No os puedo decir que me cogió por sorpresa. Estar en el Consejo de Gobierno de la Provincia me hacía consciente de que esta posibilidad era más que probable. Pero yo mismo hice el pacto interno (ciertamente una defensa psicológica) de no “dejar entrar” el tema hasta que no se confirmara. Y ahora lo es y en esto estoy.
Os comparto la emoción por las plegarias y el agradecimiento de los compañeros por mi disponibilidad y la invitación que se me hace a dejarme llevar por el Señor. Será Él quien me irá asistiendo y confío que sentiré su aliento a través de la gente que me rodea.

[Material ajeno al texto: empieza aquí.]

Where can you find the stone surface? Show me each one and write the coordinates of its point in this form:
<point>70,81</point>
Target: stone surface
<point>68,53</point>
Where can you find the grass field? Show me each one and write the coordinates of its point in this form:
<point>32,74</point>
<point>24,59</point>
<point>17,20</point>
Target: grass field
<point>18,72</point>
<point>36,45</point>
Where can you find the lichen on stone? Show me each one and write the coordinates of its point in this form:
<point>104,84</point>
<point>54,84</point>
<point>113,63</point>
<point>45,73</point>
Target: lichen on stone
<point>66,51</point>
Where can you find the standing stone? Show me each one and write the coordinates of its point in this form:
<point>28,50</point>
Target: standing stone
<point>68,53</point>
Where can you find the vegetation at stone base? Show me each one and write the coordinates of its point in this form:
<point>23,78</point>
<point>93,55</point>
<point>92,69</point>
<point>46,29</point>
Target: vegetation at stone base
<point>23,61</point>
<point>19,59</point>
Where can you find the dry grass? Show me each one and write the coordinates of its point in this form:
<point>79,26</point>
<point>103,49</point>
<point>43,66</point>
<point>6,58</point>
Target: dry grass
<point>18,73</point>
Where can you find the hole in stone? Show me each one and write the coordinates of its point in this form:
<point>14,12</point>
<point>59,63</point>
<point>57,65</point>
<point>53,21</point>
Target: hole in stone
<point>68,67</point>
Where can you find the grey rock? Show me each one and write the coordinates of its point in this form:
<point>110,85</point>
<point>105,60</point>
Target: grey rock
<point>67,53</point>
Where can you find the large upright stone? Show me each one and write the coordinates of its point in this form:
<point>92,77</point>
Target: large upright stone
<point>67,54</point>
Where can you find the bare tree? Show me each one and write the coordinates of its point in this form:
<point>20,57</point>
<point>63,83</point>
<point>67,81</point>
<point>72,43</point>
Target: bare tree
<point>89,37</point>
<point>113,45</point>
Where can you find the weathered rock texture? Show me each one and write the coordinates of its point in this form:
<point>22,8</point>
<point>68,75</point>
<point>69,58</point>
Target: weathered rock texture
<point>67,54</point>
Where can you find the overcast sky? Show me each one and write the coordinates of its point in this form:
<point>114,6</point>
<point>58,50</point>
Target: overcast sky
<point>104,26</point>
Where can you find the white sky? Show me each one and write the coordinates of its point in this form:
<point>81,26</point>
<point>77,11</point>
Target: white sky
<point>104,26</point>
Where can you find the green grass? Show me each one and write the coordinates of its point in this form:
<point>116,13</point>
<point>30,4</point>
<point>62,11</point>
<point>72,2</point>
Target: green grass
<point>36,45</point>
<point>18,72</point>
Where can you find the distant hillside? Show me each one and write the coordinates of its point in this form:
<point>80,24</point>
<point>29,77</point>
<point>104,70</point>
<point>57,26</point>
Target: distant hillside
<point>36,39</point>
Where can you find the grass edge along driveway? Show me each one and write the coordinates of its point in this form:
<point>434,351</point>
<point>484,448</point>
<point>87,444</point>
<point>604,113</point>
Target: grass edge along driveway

Empienzo un tiempo de transición intenso: despedir una realidad que estaba todavía en creación (apenas llegaba al ecuador de mi servicio como Delegado en Catalunya), y me abro a nuevas situaciones, personas y enormes retos. Mi deseo interno es poner nuestro granito de arena, como Compañía de Jesús en el sí de una Iglesia que se quiere más sinodal, para poder hacer más posible y plausible la vivencia del Evangelio en un mundo que parece vivir de espaldas a Dios.